Lower VRAM usage in CPU offload for Flux ControlNet Pipeline #10790

NielsPichon · 2025-02-14T10:56:10Z

Is your feature request related to a problem? Please describe.

I have a 24GB VRAM GPU. When running a diffusion model like Flux1, I can barely fit the model in memory during inference with batch size 1. Enabling CPU offload does not help because the offload does not occur between the controlnet forward pass and the transformer foward pass (which makes sense perfromance-wise).
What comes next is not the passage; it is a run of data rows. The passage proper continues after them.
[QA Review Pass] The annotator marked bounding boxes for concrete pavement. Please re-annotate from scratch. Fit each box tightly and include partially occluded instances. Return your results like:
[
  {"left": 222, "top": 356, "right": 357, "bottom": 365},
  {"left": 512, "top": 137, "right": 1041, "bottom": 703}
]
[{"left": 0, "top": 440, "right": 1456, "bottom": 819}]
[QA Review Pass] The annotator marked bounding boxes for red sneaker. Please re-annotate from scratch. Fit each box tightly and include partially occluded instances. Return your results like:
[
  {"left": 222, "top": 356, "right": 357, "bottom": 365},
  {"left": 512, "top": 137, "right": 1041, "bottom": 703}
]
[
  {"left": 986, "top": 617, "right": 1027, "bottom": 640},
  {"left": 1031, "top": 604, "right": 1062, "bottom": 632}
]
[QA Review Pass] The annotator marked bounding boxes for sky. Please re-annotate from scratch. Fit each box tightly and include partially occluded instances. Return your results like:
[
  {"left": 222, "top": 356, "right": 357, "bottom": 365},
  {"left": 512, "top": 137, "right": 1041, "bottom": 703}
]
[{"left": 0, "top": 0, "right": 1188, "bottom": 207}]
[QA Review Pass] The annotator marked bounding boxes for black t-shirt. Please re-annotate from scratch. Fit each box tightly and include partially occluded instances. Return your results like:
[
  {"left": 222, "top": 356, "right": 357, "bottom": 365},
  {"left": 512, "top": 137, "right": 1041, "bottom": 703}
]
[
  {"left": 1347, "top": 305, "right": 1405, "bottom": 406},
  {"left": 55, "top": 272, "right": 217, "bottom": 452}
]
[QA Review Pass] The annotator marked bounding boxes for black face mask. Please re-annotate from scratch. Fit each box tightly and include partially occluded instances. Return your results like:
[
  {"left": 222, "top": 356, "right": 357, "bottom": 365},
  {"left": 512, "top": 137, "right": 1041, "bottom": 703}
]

I would be great to enable offloading between controlnet call and transformer denoising steps (or any other auxiliary model that does not currently get offloaded in the middle of the denoising process) to further reduce VRAM requirements.

Describe the solution you'd like.

What I would suggest is having a "slow" offload mode where the models do get offloaded to CPU, even if it is really slow.

def enable_sequential_cpu_offload(self, gpu_id: Optional[int] = None, device: Union[torch.device, str] = "cuda", enable_slow_mode: bool = False)
    ...

For instance, in the image-to-image pipeline on line 927:

                controlnet_block_samples, controlnet_single_block_samples = self.controlnet(
                       ....
                )
          
                if self._enable_slow_cpu_offload:
                    self.maybe_free_model_hooks()

                ...

                noise_pred = self.transformer(
                    ...
                )[0]

                if self._enable_slow_cpu_offload:
                    self.maybe_free_model_hooks()

Describe alternatives you've considered.

I am not sure there are alternatives if the usage of these models is to be allowed at the desired fp precision (in my case bfloat16).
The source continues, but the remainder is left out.